5. Your Real Witches’ Handbook has introduced thousands to the Craft. What resources did you call upon as you started your own journey?
When I first started to look for information on the Craft, books were thin and far between, and some were dubious to say the least. However, I persisted, and I like to think that the Old Gods had a hand in guiding me. I was lucky enough to meet and learn from those who had been practising the Craft before me. It was actually the dearth of straightforward books in my youth that led me to start writing.
6. One of your books, The Real Witches’ Craft, includes several exercises (or “practical works”) in every chapter. What is the importance of practicing your craft?
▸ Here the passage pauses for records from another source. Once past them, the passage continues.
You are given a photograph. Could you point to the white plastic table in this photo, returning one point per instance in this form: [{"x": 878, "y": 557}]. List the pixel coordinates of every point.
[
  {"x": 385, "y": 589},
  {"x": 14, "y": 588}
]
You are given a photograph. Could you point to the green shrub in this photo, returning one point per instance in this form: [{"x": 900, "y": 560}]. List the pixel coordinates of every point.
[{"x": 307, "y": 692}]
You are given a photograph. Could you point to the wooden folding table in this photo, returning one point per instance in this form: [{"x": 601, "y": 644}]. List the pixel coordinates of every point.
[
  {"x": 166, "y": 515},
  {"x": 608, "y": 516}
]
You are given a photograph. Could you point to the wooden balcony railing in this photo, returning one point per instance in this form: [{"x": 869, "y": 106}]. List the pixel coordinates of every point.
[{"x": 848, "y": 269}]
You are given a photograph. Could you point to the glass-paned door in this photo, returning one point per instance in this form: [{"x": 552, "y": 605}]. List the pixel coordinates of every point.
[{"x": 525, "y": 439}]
I don’t think you can become a Witch or Wiccan without actually practising the Craft; no amount of reading can ever be a good substitute for the practise and experience, but even today there are many who can’t, or don’t wish to, join a Coven. So in The Real Witches’ Craft I tried to make up for the lack of practical experience with some exercises that can be done by the solitary witch.
7. You are the High Priestess of the Hearth of Hecate. As a High Priestess, what is the best advice you can give someone who wants to learn how to be a witch?
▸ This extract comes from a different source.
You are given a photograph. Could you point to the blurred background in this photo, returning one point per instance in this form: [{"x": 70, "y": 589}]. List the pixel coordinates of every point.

Read, listen, and question. Read, both books and from the Internet, and question what you read. Go to conferences, gatherings, and meetings, meet people, ask questions and then consider what you hear. If you can find someone who you can trust and respect to guide you then that’s excellent, but whether that happens sooner, later, or even never, always trust to your own instincts.
8. Why are your books called “The Real Witch’s ...”?
This isn’t, as has been suggested, because I feel that the Witchcraft in my books is any better or more ‘real’ than anyone else’s. Rather, this is because when I started there seemed to be an unspoken assumption that everyone would have access to a private outdoor working space and/or could create a 9 ft circle in their home. That it was essential to join a coven with the ‘right’ number of members, equally female and male, and an even distribution of sun signs. That there was a long list of required equipment; tools, robes etc. And that to perform spells and magic you needed cupboards full of strange, possibly expensive, and frequently unobtainable ingredients. The “Real Witches’” title came about because I wanted to write about the Craft for ordinary people; those with families, jobs, mortgages, and bills. People who have to put their children to bed (and keep them there!) during rituals held in a family room, or whose partner / parents might not want to join in, or be surrounded by clouds of incense. In other words; ordinary every-day people, like us. “The Ordinary Every-day Witches’ Handbook” just doesn’t have the same sound to it!
9. You have won several “Best non-fiction Witchcraft Author” awards, the “Lifetime contribution to Witchcraft” award, and have been named the “Face of modern Witchcraft” in the UK. How do these awards make you feel?
It’s wonderful to feel that people have enjoyed my books and have found them useful, and it’s very special to have that acknowledged in such a public way. The “Lifetime” award was completely unexpected; all the previous winners were people who are well known Elders of the Craft, and I was surprised and delighted to find myself amongst such illustrious company (although I have wondered how I’m ever going to top that!).
I must admit it was something of a shock to go to the conference centre and find my picture on posters all over the place as the “Face of Modern Witchcraft;” in fact I’m not sure I’ve really got over it. I’ve never thought of myself as being different from any other Witch or Wiccan. We all have our abilities and talents, I just happen to enjoy writing about the Craft as well as practising it.